Instructing Solicitors: Schillings for the Claimant; JMW for the Defendant


The Claimant was a member of a boyband in the 1980s. The Claimant had conducted a relationship with the Defendant on and off since 2000. An ex parte on notice application was made for an interim injunction. A superinjunction anonymising the parties and restraining the defendant and third parties from referring to the fact of the injunction was sought and obtained in April 2010. The Judge’s order contained a proviso that the Defendant could discuss information about the Claimant already disclosed to family and close friends with those individuals. The Defendant appealed seeking the discharge of the injunction and, in the alternative complaining that the orders for anonymity and non-disclosure of the fact the application had been obtained were unnecessary. The Judge prohibited publication of “any intimate, personal or sexually explicit details about the relationship …
including any facts of a sexual nature.” Reference to the fact of the relationship was permitted under the Judge’s order. The Defendant contended that publication of non-sexual, non-salacious information about the relationship should not have been restricted and was not core private information. The Claimant cross-appealed that the injunction did not go far enough and ought to include a prohibition on disclosure or communication of the fact of the relationship, subject to the family and close friends proviso.
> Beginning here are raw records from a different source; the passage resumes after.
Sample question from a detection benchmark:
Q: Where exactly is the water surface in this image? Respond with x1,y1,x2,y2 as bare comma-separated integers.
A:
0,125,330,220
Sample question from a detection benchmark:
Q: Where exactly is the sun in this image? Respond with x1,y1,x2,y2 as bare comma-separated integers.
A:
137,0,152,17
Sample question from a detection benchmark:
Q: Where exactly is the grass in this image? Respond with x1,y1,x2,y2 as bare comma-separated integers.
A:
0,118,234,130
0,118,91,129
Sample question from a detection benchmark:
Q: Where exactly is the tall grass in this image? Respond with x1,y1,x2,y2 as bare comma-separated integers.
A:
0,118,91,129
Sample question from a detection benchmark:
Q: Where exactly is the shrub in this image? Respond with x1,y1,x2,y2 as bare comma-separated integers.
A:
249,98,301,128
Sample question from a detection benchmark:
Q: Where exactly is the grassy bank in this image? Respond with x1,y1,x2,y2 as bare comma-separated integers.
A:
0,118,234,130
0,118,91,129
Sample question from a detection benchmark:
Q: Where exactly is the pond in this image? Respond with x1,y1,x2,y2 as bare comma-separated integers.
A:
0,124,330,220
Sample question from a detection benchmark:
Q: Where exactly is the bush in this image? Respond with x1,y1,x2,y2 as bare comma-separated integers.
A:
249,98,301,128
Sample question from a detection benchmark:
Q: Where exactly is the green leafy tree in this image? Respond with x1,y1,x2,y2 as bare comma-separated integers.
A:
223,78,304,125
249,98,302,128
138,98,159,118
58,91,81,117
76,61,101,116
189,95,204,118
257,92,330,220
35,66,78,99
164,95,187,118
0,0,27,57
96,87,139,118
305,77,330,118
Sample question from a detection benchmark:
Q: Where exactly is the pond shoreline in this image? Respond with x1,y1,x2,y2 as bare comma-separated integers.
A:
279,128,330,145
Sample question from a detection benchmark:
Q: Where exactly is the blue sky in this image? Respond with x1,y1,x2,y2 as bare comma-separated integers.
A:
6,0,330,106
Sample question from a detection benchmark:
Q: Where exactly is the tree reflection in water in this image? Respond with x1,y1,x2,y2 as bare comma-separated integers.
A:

(1) the superinjunction should be discharged in its entirety

(2) the additional orders to protect privacy should be made

(3) orders for anonymity of the parties and non-disclosure of the application and injunction were necessary


Held, dismissing the cross-appeal and the appeal in part:

(1) The substantive injunction remained in force. The argument that the publication of non-core information ought not to be restricted was rejected. The Judge had rightly considered within the intense focus on competing rights the Claimant’s past admissions and the Defendant’s interest in telling her story but placed a relatively low value on it.

(2) The injunction did not lack clarity. The word “intimate” from the prohibition on disclosure did not have merely sexual connotation but referred to non-sexual but personal information about the relationship that the Claimant was likely to establish was covered by a reasonable expectation of privacy at trial.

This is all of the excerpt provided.